Eudes, mon copain, il est bagarreur et il aime bien faire du sport. Sur le chemin, il ramène toujours un ballon, on se prend pour Sinisa Mihajlovic (16 décembre) au coup franc, Fernando Chalana (10 août) ou Pelé (29 décembre). Parfois, on joue au basket, et moi j’imite Bill Russel (31 juillet). Tonton Eugène m’a montré des vieilles vidéos de lui quand il traîne à l’appartement après avoir passé la nuit chez Régine (1er mai). On est maladroit, on fait pas attention. L’autre jour on a tiré sur le kiosque à journaux, ça a fait tomber le poster d’Elizabeth II (8 septembre) du marchand, il était pas content. Papa, il a pleuré quand il a regardé les funérailles de la reine d’Angleterre. Maman, elle trouve qu’on en fait trop sur une monarque d’un autre pays. On vit en république, elle râle. Elle dit que ça aurait été plus important de parler de Hebe de Bonafini (20 novembre) pour ne pas oublier le combat des mères argentines de la place de Mai ou d’Elie Buzyn (23 mai) pour ne pas oublier Auschwitz (c’est en Pologne, là où des Juifs comme les grands-parents de mon copain Joachim ont été assassinés).

Je vous raconte tout ça, et, pendant ce temps-là, on passe devant le psy de Louisette, un disciple de Michel Schneider (21 juillet) qui a un cabinet dans un bâtiment monumental néoclassique construit par Ricardo Bofill (14 janvier). Agnan, lui, s’est arrêté devant la salle de concerts. Il fait de la musique, il adorerait y jouer un jour comme Ronnie Spector (12 janvier), Meat Loaf (20 janvier), Elza Soares (20 janvier), Betty Davis (9 février), Vangelis (17 mai), Jerry Lee Lewis (28 octobre), Loretta Lynn (4 octobre), Lamont Dozier (8 août), Teresa Berganza (13 mai), Jaimie Branch (39 ans) ou Terry Hall (18 décembre). Son instrument préféré, c’est la batterie, il joue les sons de Taylor Hawkins (25 mars), le gars fendard des Foo Fighters. Moi, je suis pas trop musique, je préfère aller regarder les photos du musée à côté, qui ressemble au Jeu de Paume de Régis Durand (25 août) et qui parfois expose le long des grilles. J’ai découvert comme ça Letizia Battaglia (13 avril), ses images d’enfants en Italie. Ou Jeffrey Silverthorne (4 juin), William Klein (10 septembre) et Olivier Metzger (2 novembre) qui faisait des portraits du tonnerre. J’ai pas trop su quoi penser du travail d’Irina Ionesco (25 juillet) : ça m’a mis mal à l’aise.

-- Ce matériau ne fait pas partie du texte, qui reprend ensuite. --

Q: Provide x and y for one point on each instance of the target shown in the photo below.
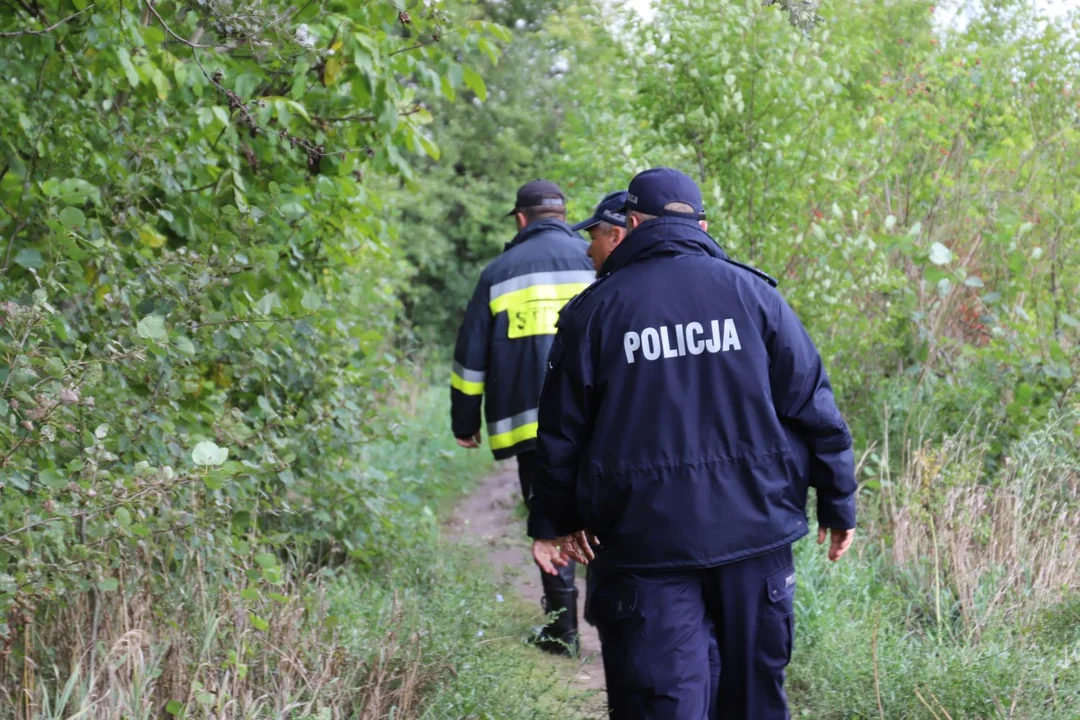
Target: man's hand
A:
(469, 442)
(548, 556)
(840, 542)
(576, 545)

Récemment, en bas de ma rue, un journal s’est installé, c’est en papier, papa le lit, mais c’est sur Internet aussi. Libération, ça s’appelle, la façade est rouge. Des gens connus y ont travaillé, Béatrice Vallaeys (19 juin), Marc Kravetz (28 octobre), Christophe Forcari (29 décembre), Azar Khalatbari (15 avril), Serge Livrozet (29 novembre). J’ai regardé les ouvriers et les déménageurs installer tout jusqu’au dernier moment, c’était un sacré boulot. A l’édition, ils ont dit qu’ils avaient gardé un bureau pour Bénédicte Mauduech (19 juillet). Ils ont rigolé en disant qu’elle était si grande qu’elle aurait râlé contre la hauteur de plafond au premier. C’était leur amie, elle leur manque. J’ai pleuré, encore.

Devant le portail de l’école, le surveillant le Bouillon crie parce qu’on est en retard et je ralentis le pas. J’ai un grand vide en moi, ça devient tout noir comme un tableau de Pierre Soulages (25 octobre) dans mon cœur. Je sens qu’il me manque un de mes deux créateurs, le bougon qui dessine. Déjà que j’avais perdu l’autre beaucoup trop tôt. Je me retourne et je le vois, Sempé (11 août), m’observer au-dessus de mon épaule, d’un regard bienveillant. Je sais qu’il sera toujours là, avec moi. «Allez, Nicolas, dépêche-toi», dit la maîtresse. Je lui fais un grand sourire, la vie continue.